Trying to test my gart/iommu vmcore problem on RH

bob.montgomery@xxxxxx (Bob Montgomery) · Fri, 22 Aug 2008 16:05:51 -0600

On Thu, 2008-08-21 at 04:50 +0000, Eric W. Biederman wrote:
> Vivek Goyal <vgoyal at redhat.com> writes:

> > Few options Bob is considering are.
> >
> > - Update "e820" memory map to mark GART aperture as reserved, which will
> >   be reflected in /proc/iomem also. Kexec-tools will not pass reserved
> >   area to second kernel and it will not try to dump this area.
> >
> >
> > - Mark GART aperture as "GART aperture" in /proc/iomem and modify
> >   kexec-tools to filter out this memroy from memory map passed to second
> >   kernel.
> 
> 
> We should definitely reserve the resource, and it should definitely
> show up in /proc/iomem.

Reserving it as a child resource called "GART" in a "System RAM"
resource is already in newer kernels than mine (at least in by 2.6.26).
I haven't seen that kexec-tools does anything with that yet.
kexec-tools looks for "Crash kernel" in /proc/iomem now and explicitly
excludes that area.

Example:
000f0000-000fffff : System ROM
00100000-cfe4ffff : System RAM
  00200000-0042635a : Kernel code
  0042635b-00592037 : Kernel data
  01000000-08ffffff : Crash kernel
  0c000000-0fffffff : GART
cfe50000-cfe57fff : ACPI Tables
cfe58000-cfffffff : reserved

If it could be "reserved" earlier, so it isn't a child resource of a
System Ram area, but a "reserved" area that divides two "System RAM"
areas, then the current kexec-tools would exclude it (like it excludes
all "reserved" areas from the /proc/vmcore map, and it would no longer
be possible to trigger the MCE (or the mysterious hang) by reading
from /proc/vmcore.  But currently (in my older kernel) the original
iomem_resource is constructed from the e820 map before I know where (and
how big) the aperture will be created.

But either way we fix it in iomem to exclude it from /proc/vmcore, a
read of /dev/oldmem in the aperture area would still trigger the MCE.
At least it does on my system. 

> 
> > - Disable cpu side GART access in first kernel so that even if second
> >   kernel tries to access it, it does not run into isseus.

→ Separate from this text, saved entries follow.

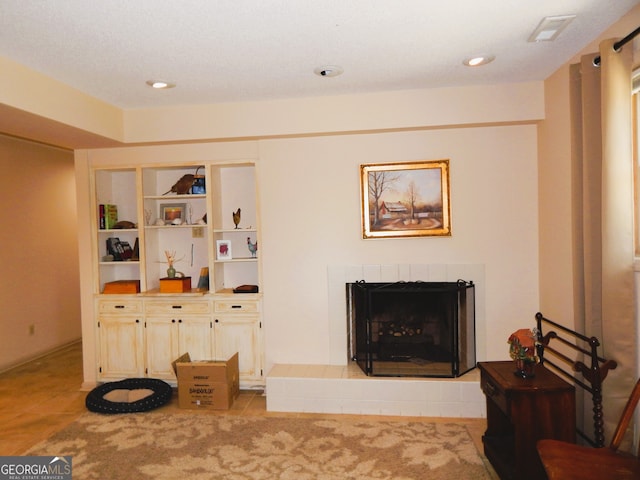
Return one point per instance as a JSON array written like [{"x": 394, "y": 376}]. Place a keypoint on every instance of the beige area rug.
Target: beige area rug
[{"x": 164, "y": 446}]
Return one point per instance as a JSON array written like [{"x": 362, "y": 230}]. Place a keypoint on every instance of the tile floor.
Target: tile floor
[{"x": 43, "y": 396}]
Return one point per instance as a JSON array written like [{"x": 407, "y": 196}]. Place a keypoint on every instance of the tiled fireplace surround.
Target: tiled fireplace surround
[{"x": 341, "y": 387}]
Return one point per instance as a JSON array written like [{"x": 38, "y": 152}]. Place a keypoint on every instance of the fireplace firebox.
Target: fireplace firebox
[{"x": 417, "y": 329}]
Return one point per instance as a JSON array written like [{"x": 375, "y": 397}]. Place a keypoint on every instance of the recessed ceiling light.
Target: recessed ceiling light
[
  {"x": 550, "y": 27},
  {"x": 160, "y": 84},
  {"x": 329, "y": 71},
  {"x": 479, "y": 60}
]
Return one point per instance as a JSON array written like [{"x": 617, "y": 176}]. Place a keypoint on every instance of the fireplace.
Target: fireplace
[{"x": 417, "y": 329}]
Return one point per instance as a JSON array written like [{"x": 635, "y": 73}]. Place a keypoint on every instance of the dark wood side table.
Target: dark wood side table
[{"x": 519, "y": 413}]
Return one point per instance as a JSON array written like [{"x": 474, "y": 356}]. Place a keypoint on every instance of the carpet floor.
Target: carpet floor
[{"x": 161, "y": 446}]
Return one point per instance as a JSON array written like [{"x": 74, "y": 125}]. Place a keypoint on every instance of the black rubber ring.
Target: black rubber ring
[{"x": 161, "y": 395}]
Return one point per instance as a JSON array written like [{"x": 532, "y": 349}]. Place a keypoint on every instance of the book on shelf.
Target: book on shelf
[
  {"x": 101, "y": 216},
  {"x": 203, "y": 281},
  {"x": 108, "y": 216},
  {"x": 114, "y": 247}
]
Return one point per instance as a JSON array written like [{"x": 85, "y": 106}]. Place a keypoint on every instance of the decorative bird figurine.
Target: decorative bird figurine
[
  {"x": 236, "y": 218},
  {"x": 183, "y": 185},
  {"x": 253, "y": 247}
]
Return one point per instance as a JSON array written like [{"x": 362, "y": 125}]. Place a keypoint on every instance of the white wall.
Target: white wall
[{"x": 310, "y": 202}]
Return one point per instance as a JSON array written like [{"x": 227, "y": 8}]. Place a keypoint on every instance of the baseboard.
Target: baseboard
[{"x": 40, "y": 355}]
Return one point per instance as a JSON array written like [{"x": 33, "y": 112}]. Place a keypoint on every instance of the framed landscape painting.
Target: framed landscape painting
[{"x": 405, "y": 199}]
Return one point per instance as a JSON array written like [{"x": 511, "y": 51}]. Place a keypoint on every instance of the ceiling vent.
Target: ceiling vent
[{"x": 550, "y": 27}]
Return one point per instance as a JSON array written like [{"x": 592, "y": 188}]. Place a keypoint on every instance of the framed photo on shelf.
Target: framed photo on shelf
[
  {"x": 223, "y": 250},
  {"x": 170, "y": 212},
  {"x": 405, "y": 199}
]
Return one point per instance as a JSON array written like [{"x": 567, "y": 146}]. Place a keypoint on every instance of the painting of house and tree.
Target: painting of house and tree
[{"x": 405, "y": 199}]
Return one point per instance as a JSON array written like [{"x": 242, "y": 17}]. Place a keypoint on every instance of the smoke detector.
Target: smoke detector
[{"x": 328, "y": 71}]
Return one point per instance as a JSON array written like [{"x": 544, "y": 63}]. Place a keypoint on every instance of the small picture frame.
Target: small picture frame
[
  {"x": 405, "y": 199},
  {"x": 223, "y": 250},
  {"x": 171, "y": 212}
]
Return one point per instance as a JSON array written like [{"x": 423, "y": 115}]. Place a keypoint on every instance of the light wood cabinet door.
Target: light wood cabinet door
[
  {"x": 121, "y": 341},
  {"x": 167, "y": 338},
  {"x": 240, "y": 333}
]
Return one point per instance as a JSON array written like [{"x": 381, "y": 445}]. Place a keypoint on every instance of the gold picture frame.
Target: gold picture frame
[{"x": 405, "y": 199}]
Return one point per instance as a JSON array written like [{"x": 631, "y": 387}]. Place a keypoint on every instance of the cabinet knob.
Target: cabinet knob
[{"x": 489, "y": 389}]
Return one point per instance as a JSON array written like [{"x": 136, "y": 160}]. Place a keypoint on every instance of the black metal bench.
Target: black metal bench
[{"x": 593, "y": 368}]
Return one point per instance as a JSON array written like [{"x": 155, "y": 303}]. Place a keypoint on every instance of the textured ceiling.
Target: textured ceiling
[{"x": 247, "y": 50}]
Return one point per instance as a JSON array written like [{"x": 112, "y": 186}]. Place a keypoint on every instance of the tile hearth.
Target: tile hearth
[{"x": 346, "y": 389}]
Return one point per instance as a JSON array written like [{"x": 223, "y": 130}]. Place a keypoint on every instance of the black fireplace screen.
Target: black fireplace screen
[{"x": 419, "y": 329}]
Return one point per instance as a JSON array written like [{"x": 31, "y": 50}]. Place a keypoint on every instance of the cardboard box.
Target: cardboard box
[
  {"x": 122, "y": 286},
  {"x": 207, "y": 384},
  {"x": 175, "y": 285}
]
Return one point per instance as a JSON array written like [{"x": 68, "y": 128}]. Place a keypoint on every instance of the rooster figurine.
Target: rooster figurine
[
  {"x": 236, "y": 218},
  {"x": 253, "y": 247}
]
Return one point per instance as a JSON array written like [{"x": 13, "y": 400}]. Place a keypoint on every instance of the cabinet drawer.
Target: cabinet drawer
[
  {"x": 179, "y": 306},
  {"x": 495, "y": 394},
  {"x": 236, "y": 306},
  {"x": 120, "y": 306}
]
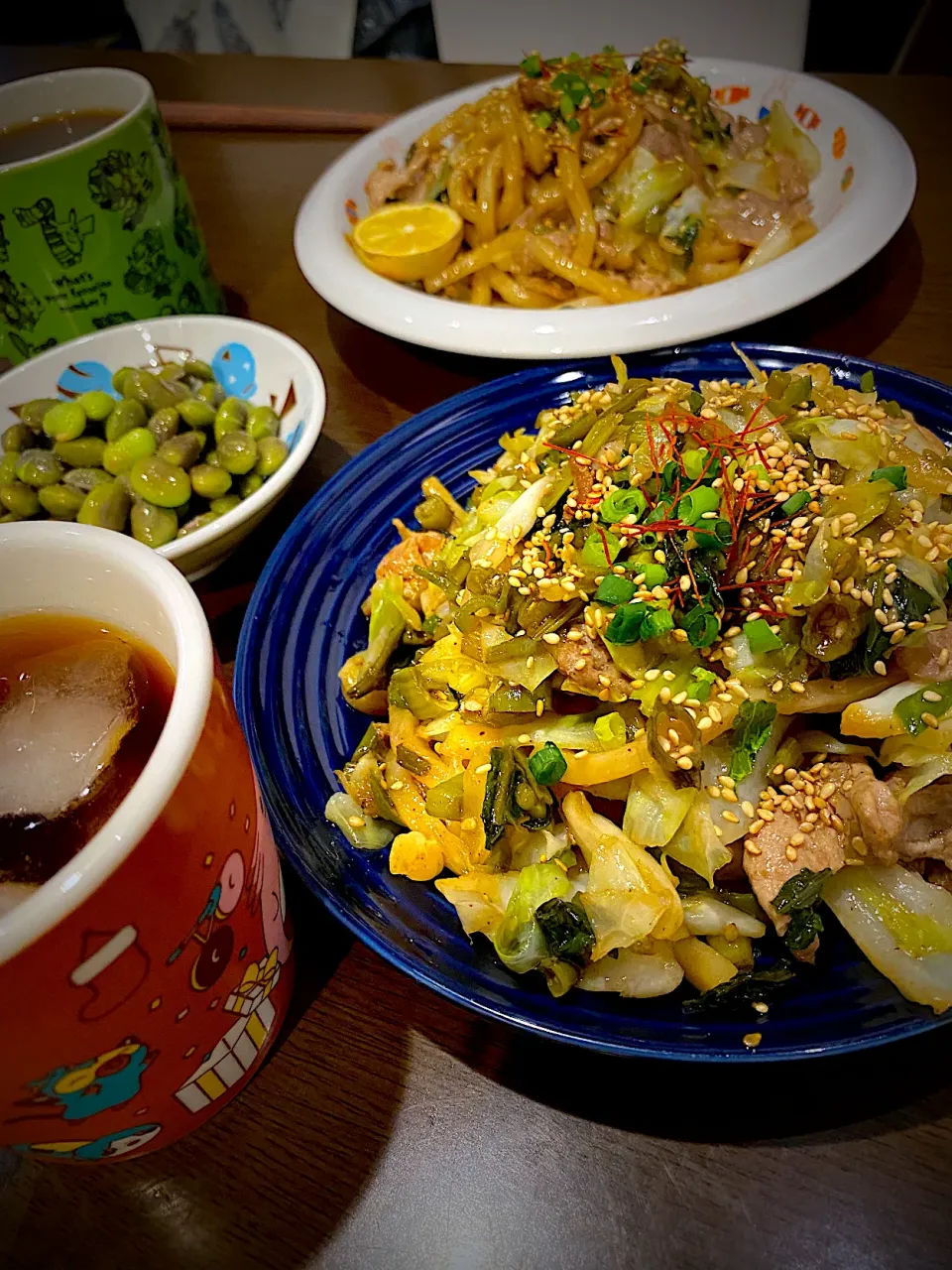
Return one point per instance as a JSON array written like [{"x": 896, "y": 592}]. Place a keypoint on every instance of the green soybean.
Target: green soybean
[
  {"x": 209, "y": 481},
  {"x": 39, "y": 467},
  {"x": 81, "y": 452},
  {"x": 162, "y": 483},
  {"x": 32, "y": 412},
  {"x": 86, "y": 477},
  {"x": 250, "y": 484},
  {"x": 272, "y": 452},
  {"x": 121, "y": 454},
  {"x": 230, "y": 417},
  {"x": 105, "y": 506},
  {"x": 184, "y": 449},
  {"x": 197, "y": 413},
  {"x": 18, "y": 437},
  {"x": 262, "y": 422},
  {"x": 96, "y": 405},
  {"x": 155, "y": 526},
  {"x": 61, "y": 502},
  {"x": 213, "y": 394},
  {"x": 238, "y": 452},
  {"x": 150, "y": 390},
  {"x": 19, "y": 499},
  {"x": 64, "y": 421},
  {"x": 164, "y": 425},
  {"x": 226, "y": 503},
  {"x": 125, "y": 416}
]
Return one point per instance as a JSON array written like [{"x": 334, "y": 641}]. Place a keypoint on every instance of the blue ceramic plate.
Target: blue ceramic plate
[{"x": 304, "y": 620}]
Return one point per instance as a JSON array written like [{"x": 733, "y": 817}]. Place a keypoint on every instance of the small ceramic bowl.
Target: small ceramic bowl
[{"x": 252, "y": 361}]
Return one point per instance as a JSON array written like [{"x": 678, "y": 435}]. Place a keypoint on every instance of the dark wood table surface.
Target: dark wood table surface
[{"x": 390, "y": 1128}]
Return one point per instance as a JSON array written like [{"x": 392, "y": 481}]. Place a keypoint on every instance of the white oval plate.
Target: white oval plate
[{"x": 860, "y": 198}]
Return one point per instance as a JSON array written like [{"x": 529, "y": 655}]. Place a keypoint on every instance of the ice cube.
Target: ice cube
[{"x": 61, "y": 724}]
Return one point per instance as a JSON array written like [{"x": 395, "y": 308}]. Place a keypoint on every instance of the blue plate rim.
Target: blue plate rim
[{"x": 421, "y": 973}]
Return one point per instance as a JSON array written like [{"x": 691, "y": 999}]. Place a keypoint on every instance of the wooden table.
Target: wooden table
[{"x": 393, "y": 1129}]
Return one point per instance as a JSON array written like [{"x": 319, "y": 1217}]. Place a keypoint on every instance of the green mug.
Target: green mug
[{"x": 102, "y": 230}]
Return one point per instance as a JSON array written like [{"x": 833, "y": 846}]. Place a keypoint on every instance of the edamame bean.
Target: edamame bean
[
  {"x": 209, "y": 481},
  {"x": 121, "y": 454},
  {"x": 105, "y": 506},
  {"x": 154, "y": 394},
  {"x": 238, "y": 452},
  {"x": 164, "y": 425},
  {"x": 197, "y": 413},
  {"x": 19, "y": 499},
  {"x": 262, "y": 422},
  {"x": 226, "y": 503},
  {"x": 81, "y": 452},
  {"x": 64, "y": 421},
  {"x": 61, "y": 502},
  {"x": 200, "y": 370},
  {"x": 18, "y": 437},
  {"x": 32, "y": 413},
  {"x": 155, "y": 526},
  {"x": 230, "y": 417},
  {"x": 250, "y": 484},
  {"x": 96, "y": 404},
  {"x": 125, "y": 416},
  {"x": 184, "y": 449},
  {"x": 86, "y": 477},
  {"x": 39, "y": 467},
  {"x": 272, "y": 452},
  {"x": 159, "y": 481},
  {"x": 197, "y": 522},
  {"x": 211, "y": 393}
]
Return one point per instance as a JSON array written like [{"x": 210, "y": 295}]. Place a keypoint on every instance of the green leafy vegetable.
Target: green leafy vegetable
[
  {"x": 910, "y": 710},
  {"x": 751, "y": 731},
  {"x": 896, "y": 475},
  {"x": 615, "y": 590},
  {"x": 797, "y": 899},
  {"x": 498, "y": 797},
  {"x": 738, "y": 994},
  {"x": 625, "y": 627},
  {"x": 621, "y": 503},
  {"x": 566, "y": 930},
  {"x": 548, "y": 765},
  {"x": 761, "y": 638}
]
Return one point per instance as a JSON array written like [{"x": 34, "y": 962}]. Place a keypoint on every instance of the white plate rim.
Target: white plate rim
[{"x": 879, "y": 206}]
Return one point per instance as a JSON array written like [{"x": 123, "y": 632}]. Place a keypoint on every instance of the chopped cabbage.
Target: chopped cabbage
[
  {"x": 902, "y": 924},
  {"x": 634, "y": 973}
]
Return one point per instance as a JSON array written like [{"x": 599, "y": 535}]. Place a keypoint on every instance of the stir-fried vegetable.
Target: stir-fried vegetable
[{"x": 595, "y": 679}]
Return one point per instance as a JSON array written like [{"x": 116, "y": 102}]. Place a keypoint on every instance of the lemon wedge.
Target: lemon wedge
[{"x": 409, "y": 241}]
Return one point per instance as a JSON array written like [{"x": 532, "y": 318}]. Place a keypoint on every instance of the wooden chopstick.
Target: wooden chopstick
[{"x": 216, "y": 116}]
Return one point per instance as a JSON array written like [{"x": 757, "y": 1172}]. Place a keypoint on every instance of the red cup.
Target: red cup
[{"x": 143, "y": 984}]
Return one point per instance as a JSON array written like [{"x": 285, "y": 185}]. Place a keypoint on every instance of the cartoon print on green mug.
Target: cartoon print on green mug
[
  {"x": 64, "y": 239},
  {"x": 149, "y": 267},
  {"x": 102, "y": 231},
  {"x": 122, "y": 183}
]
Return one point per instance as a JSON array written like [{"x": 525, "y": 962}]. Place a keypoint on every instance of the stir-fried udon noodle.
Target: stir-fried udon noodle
[
  {"x": 675, "y": 674},
  {"x": 589, "y": 181}
]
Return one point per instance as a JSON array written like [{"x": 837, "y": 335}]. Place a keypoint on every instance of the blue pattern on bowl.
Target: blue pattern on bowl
[{"x": 304, "y": 620}]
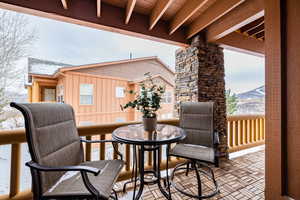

This has the advantage of "fixing" accesses through both /proc/vmcore
and /dev/oldmem.   And for me, it's an easy patch to pci-gart.c in
init_k8_gatt that just sets bit 4 instead of clearing both 4 and 5:

-               ctl |= 1;
-               ctl &= ~((1<<4) | (1<<5));
+               ctl |= 1;       /* set GartEn */
+               ctl |= (1<<4);  /* set DisGartCpu */
+               ctl &= ~(1<<5); /* clear DisGartIO */

> 
> This is an interesting one.  When I looked at this years ago I had the
> feeling that if we did this we could actually always use a 2G Aperture
> at a fixed address, and require going through the gart for all of lowmem.

During discussions here, a colleague suggested that with CPU-side access
of the aperture disabled, we could allocate the crash kernel in the
wasted memory "under" the aperture.
> 
> But that is a little more than we are talking about.
Yes, also.
> 
> Eric
Bob Montgomery